According to the report, the Chinese Government-backed Shanghai Pengxin bid for the 16 Crafar farms has been approved – but under strict conditions including that the owners continue to be of good character, must invest $14 million in the properties and cannot become majority owners of milk processing facilities in New Zealand.

The decision has been slammed by the Crafar Farms Purchase Group, which said it was “wrong in law and, if not overturned by Judicial Review, sets up open season for any foreign buyers wanting New Zealand land”.

The group confirmed today that it would proceed with a Judicial Review launched earlier this week to try to stop the land from being sold offshore.

Group spokesman Alan McDonald said Shanghai Pengxin did not meet the criteria for overseas investment in New Zealand.

“By its own admission, Shanghai Pengxin Group does not have experience in dairying which is why they are trying to use the New Zealand Government’s own SOE, Landcorp, to put the veneer of a Kiwi face on this deal.

The fact that Shanghai Pengxin does not have this dairy farming experience makes them nothing more than a passive investor and on this basis we believe the application should have been rejected.” he said.

Group member Hardie Peni of Tiroa E and Te Hape B Trusts said his people were “dismayed but not deterred” by today’s ministerial decision.

“All public opinion polls have been overwhelmingly against the Shanghai Pengxin bid, with more than 80 per cent of New Zealanders against the sale of large parcels of productive farm land to overseas buyers,” he said.

“This is one issue where all Kiwis, Maori and Pakeha, urban and rural, stand together. Kiwis are right to be mightily concerned that this National/Maori Party Government has stood by and waved foreign buyers through our farm gates.”

Land Information Minister Maurice Williamson and Associate Finance Minister Jonathan Coleman today announced that they have accepted the recommendation of the Overseas investment Office (OIO) to accept the bid from Milk New Zealand, a subsidiary of Pengxin.

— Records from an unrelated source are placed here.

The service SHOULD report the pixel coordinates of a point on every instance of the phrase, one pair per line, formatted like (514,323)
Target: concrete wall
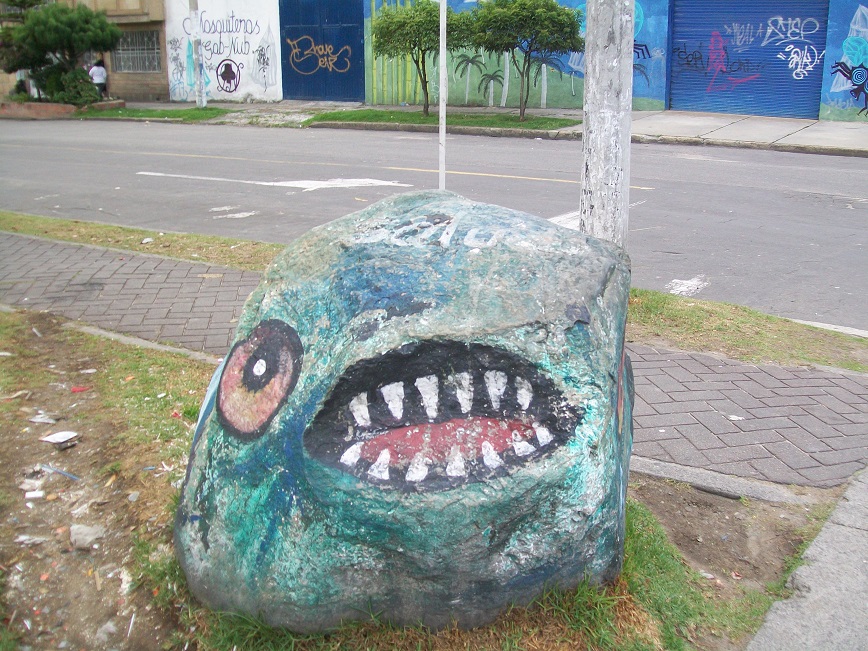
(241,54)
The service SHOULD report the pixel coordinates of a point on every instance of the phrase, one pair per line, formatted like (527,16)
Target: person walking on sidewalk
(99,76)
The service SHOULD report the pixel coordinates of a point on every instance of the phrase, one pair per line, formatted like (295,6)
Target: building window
(137,52)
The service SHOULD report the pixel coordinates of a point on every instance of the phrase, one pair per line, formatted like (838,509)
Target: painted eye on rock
(261,372)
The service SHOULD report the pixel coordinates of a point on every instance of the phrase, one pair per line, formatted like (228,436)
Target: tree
(13,14)
(463,65)
(530,30)
(51,41)
(414,31)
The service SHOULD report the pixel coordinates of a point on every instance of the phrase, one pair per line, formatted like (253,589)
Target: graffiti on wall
(307,56)
(738,52)
(237,53)
(850,71)
(489,79)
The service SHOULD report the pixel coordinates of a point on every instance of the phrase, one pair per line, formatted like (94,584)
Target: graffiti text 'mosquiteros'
(234,28)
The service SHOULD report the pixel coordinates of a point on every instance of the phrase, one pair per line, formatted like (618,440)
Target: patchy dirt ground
(65,593)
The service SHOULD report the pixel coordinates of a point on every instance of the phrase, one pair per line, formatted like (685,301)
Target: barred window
(137,52)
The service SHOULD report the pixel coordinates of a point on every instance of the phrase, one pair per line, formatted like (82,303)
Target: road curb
(567,134)
(455,130)
(717,483)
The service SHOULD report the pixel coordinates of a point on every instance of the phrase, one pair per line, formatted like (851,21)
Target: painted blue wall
(844,94)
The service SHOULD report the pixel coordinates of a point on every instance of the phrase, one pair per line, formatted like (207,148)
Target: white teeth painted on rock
(429,390)
(351,456)
(393,394)
(489,457)
(455,467)
(495,383)
(418,469)
(522,448)
(523,392)
(380,469)
(359,409)
(463,383)
(542,434)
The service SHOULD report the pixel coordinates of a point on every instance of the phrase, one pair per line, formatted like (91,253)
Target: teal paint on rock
(426,414)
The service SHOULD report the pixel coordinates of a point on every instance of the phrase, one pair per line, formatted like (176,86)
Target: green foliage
(51,41)
(532,31)
(414,31)
(76,88)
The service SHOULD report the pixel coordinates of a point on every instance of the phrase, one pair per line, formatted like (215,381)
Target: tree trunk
(504,95)
(423,78)
(605,172)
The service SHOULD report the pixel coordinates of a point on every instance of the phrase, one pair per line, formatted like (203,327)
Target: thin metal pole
(444,91)
(196,37)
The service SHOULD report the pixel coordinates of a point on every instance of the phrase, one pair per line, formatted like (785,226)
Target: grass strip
(211,249)
(489,120)
(654,318)
(739,332)
(187,116)
(151,399)
(656,604)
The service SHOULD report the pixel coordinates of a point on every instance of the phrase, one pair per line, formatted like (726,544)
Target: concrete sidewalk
(698,417)
(668,127)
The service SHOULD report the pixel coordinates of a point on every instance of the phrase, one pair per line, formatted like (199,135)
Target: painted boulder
(426,414)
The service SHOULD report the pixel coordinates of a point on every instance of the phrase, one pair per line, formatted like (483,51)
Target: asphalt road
(784,233)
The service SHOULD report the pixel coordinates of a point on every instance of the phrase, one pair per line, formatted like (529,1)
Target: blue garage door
(323,49)
(758,57)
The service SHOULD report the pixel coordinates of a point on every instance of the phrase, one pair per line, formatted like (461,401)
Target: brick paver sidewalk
(802,426)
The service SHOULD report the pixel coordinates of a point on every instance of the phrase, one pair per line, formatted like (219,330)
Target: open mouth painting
(426,413)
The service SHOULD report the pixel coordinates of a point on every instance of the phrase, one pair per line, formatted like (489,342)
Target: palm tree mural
(542,65)
(489,79)
(464,62)
(507,68)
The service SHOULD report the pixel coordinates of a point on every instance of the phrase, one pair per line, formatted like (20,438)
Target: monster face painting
(426,414)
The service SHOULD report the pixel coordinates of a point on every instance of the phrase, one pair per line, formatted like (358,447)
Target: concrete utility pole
(444,91)
(605,175)
(196,39)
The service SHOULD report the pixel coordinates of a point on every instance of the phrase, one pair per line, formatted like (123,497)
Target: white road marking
(842,329)
(687,287)
(237,215)
(307,186)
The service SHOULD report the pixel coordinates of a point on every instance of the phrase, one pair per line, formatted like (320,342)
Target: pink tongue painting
(436,441)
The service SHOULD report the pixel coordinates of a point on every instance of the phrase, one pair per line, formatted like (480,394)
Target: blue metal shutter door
(322,43)
(756,57)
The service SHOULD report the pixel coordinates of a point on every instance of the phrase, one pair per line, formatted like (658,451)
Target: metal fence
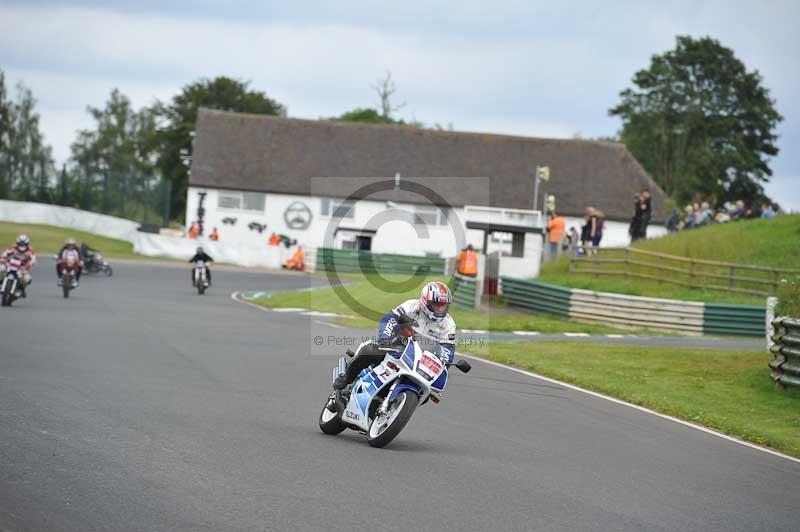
(785,363)
(342,260)
(694,273)
(619,310)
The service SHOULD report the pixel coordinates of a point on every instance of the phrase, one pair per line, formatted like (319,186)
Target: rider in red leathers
(23,251)
(70,249)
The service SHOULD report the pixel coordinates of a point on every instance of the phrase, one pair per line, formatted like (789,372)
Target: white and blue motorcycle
(383,398)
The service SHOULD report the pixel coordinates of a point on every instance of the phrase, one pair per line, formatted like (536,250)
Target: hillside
(769,242)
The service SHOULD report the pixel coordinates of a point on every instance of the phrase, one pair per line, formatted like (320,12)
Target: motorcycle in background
(11,289)
(383,398)
(97,263)
(68,275)
(199,276)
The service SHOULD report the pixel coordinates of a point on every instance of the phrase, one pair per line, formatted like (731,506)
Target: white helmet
(434,300)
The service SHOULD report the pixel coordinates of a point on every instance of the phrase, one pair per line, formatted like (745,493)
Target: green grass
(764,242)
(47,240)
(727,390)
(362,289)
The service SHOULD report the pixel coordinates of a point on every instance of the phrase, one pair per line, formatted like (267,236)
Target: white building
(379,188)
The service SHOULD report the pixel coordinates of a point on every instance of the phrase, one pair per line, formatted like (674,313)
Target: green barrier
(348,261)
(741,320)
(464,291)
(537,296)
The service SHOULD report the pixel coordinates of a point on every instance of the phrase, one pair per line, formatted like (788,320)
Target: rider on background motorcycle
(201,255)
(23,251)
(70,249)
(430,312)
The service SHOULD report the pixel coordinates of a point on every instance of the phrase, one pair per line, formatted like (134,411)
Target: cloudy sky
(548,69)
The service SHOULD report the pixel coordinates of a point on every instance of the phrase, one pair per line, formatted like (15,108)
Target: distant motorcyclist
(202,256)
(430,312)
(23,251)
(70,249)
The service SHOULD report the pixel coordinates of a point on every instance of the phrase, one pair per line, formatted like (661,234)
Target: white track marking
(637,407)
(235,297)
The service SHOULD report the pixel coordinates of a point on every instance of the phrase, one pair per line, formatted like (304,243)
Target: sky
(544,69)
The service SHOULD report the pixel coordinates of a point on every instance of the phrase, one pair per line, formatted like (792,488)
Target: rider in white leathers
(430,312)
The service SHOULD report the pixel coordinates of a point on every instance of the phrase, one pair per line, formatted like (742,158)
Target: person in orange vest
(468,262)
(556,228)
(296,261)
(194,231)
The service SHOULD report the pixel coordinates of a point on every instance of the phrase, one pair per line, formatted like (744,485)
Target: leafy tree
(700,123)
(180,116)
(114,160)
(26,162)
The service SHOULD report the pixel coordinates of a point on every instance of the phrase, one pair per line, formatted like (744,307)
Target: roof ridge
(407,128)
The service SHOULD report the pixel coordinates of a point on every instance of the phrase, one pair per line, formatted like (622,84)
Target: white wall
(397,236)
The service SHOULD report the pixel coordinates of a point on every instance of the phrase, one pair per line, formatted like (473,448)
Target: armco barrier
(342,260)
(747,320)
(785,363)
(621,310)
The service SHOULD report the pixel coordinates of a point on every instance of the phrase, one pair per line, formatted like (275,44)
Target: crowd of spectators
(700,214)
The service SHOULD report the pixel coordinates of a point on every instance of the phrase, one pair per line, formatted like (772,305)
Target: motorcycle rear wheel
(330,422)
(384,429)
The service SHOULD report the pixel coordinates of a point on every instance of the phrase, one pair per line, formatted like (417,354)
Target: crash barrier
(150,244)
(466,292)
(785,363)
(694,273)
(345,260)
(635,311)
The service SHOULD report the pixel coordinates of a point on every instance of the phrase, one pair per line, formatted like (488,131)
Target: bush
(788,298)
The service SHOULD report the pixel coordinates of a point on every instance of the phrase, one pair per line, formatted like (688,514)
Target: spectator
(739,212)
(556,228)
(468,261)
(642,213)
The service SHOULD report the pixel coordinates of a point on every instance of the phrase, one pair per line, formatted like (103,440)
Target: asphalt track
(139,405)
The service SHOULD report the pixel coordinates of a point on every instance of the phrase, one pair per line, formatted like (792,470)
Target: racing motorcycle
(11,289)
(69,282)
(98,264)
(383,398)
(199,276)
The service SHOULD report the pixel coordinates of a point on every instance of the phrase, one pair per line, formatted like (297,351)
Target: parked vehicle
(384,397)
(11,288)
(96,264)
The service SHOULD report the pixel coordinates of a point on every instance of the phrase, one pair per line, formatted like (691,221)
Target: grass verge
(764,242)
(362,288)
(727,390)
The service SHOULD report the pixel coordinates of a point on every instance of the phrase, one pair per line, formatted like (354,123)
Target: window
(428,215)
(338,208)
(242,201)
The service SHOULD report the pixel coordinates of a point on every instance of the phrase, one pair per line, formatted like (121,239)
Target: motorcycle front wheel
(329,421)
(386,427)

“It is clear that all criteria under sections 16 and 18 of the Overseas Investment Act 2005 have been met, therefore we accept the recommendation of the OIO to grant consent,” Mr Williamson said.

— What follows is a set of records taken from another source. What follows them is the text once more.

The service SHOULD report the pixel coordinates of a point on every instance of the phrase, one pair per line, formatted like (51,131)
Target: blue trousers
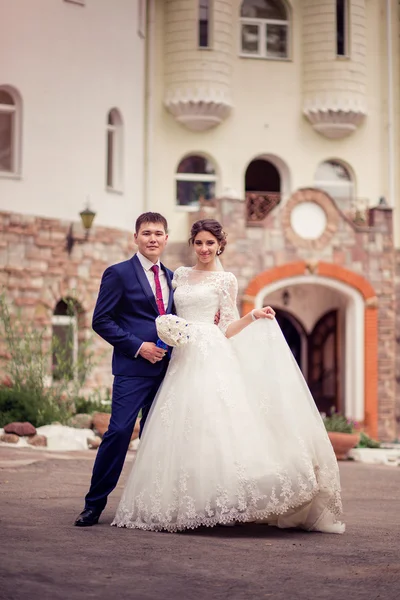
(130,395)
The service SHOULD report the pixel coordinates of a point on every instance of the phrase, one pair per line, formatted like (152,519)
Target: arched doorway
(262,189)
(318,354)
(357,328)
(324,365)
(295,335)
(262,176)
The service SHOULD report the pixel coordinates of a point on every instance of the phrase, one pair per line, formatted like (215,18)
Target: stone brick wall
(36,272)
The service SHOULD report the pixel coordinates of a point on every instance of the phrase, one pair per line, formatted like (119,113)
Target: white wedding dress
(233,433)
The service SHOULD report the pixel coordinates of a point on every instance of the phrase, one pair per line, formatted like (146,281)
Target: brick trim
(370,320)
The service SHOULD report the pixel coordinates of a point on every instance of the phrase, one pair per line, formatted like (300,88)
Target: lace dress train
(233,434)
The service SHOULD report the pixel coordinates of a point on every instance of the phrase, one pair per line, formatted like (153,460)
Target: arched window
(64,340)
(114,166)
(195,181)
(10,110)
(262,176)
(336,180)
(263,187)
(264,29)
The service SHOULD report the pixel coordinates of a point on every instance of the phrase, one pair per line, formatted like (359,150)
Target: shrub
(23,405)
(30,357)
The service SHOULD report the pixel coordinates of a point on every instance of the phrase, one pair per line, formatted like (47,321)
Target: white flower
(173,330)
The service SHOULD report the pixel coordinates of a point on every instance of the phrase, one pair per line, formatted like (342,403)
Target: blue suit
(125,316)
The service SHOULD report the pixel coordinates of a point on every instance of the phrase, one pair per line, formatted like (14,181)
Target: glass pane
(277,41)
(203,23)
(250,36)
(188,193)
(110,158)
(341,27)
(63,352)
(196,165)
(6,98)
(331,170)
(6,134)
(263,9)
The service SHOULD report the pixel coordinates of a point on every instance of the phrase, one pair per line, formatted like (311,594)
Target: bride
(233,434)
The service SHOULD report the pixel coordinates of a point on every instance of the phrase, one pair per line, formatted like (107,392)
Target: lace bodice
(200,294)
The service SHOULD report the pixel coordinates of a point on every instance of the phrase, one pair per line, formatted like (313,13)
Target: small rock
(94,443)
(81,421)
(37,440)
(20,429)
(9,438)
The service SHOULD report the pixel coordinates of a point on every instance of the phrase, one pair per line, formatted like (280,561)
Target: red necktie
(159,298)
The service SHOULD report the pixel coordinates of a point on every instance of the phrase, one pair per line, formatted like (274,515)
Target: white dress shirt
(147,264)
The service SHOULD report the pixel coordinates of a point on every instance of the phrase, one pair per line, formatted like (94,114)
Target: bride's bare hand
(264,313)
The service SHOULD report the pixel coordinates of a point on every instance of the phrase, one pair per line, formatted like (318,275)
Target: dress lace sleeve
(175,279)
(228,298)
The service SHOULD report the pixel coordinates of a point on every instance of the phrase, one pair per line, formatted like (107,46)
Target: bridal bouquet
(173,330)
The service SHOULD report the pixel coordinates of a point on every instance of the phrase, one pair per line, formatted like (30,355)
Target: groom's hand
(151,352)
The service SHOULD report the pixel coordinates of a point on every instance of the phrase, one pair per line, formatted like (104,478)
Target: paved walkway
(43,557)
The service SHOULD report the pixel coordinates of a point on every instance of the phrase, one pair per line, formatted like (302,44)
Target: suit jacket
(125,316)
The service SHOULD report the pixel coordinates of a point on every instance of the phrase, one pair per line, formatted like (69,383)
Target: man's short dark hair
(151,218)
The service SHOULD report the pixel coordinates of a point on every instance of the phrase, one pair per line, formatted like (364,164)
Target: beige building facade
(279,118)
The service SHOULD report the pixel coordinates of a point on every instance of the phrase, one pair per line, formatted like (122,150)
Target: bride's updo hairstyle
(211,226)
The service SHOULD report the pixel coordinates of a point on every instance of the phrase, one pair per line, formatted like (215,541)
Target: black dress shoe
(87,518)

The offer is believed to be for $210 million.

Milk New Zealand intends to engage Landcorp Farming Limited (Landcorp) to manage the farms. The Overseas Investment Office considers that the involvement of Landcorp makes it more likely that the expected benefits will occur.

If an agreement between Milk New Zealand and Landcorp cannot be reached, Milk New Zealand will have to sell the properties.